The next morning we had our first cordial conversation. I described my husband's recent death and repeated his last words, which had to do with my financial future and were not overly optimistic. I felt his presence and still heard his voice in my mind. He seemed to be in the kitchen, wondering what you were doing there, summing you up: a thin, dark-eyed, noncommittal young woman, standing at the counter, bolting her breakfast. A bit sullen, perhaps; you refused the chair I had dragged in from the dining room. Careless, too. There were crumbs everywhere. You had spilled milk on the floor.
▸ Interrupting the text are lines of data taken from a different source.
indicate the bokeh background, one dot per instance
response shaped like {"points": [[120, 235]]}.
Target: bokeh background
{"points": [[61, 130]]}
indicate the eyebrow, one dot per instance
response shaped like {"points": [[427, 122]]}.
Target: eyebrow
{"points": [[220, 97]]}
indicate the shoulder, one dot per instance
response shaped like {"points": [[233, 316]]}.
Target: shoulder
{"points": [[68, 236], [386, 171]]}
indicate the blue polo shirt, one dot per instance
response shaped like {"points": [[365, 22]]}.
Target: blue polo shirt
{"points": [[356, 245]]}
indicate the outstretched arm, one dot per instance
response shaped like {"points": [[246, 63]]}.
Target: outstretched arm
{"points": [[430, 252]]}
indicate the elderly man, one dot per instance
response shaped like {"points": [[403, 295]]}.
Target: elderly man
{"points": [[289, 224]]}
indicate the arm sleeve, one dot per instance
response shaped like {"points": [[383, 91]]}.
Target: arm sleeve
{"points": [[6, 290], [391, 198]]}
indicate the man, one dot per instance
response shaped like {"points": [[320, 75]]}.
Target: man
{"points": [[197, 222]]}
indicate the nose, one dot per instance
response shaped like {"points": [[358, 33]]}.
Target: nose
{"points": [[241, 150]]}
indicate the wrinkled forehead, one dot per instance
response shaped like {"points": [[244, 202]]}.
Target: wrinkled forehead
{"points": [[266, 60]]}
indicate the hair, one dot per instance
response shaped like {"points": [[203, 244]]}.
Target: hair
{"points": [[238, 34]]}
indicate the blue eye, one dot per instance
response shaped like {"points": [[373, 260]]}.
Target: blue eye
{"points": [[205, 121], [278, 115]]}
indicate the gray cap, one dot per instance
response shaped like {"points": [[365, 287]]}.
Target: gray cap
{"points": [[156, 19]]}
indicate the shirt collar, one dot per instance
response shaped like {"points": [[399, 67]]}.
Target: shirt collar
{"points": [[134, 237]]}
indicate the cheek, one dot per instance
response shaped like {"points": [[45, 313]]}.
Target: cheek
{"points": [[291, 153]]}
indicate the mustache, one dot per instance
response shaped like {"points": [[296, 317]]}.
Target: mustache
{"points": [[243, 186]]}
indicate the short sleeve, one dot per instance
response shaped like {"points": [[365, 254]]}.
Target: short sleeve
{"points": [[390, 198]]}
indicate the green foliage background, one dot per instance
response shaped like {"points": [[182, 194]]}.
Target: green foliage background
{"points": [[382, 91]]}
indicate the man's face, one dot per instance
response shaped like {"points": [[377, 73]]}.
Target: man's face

“Don't bother about the mess,” I said. “I'm used to cleaning up after young people. I wait on my son, Robert, hand and foot.” Actually, you had not made a move. I fetched the sponge mop from the broom closet, but when I asked you to step aside you started to choke on a crust. I waited quietly, then said, “My husband's illness was the result of eating too fast and never chewing his food.” His silent voice told me I was wasting my time. True, but if I hadn't warned you I would have been guilty of withholding assistance from someone in danger. In our country, a refusal to help can be punished by law.

The only remark my son, Robert, made about you at the beginning was “She's too short for an actress.” He was on the first step of his career climb in the public institution known then as Post, Telegrams, Telephones. Now it has been broken up and renamed with short, modern terms I can never keep in mind. (Not long ago I had the pleasure of visiting Robert in his new quarters. There is a screen or a machine of some kind everywhere you look. He shares a spacious office with two women. One was born in Martinique and can't pronounce her r's. The other looks Corsican.) He left home early every day and liked to spend his evenings with a set of new friends, none of whom seemed to have a mother. The misteachings of the seventies, which encouraged criticism of earlier generations, had warped his natural feelings. Once, as he was going out the door, I asked if he loved me. He said the answer was self-evident: We were closely related. His behavior changed entirely after his engagement and marriage to Anny Clarens, a young lady of mixed descent. (Two of her grandparents are Swiss.) She is employed in the accounting department of a large hospital and enjoys her work. She and Robert have three children: Bruno, Elodie, and Félicie.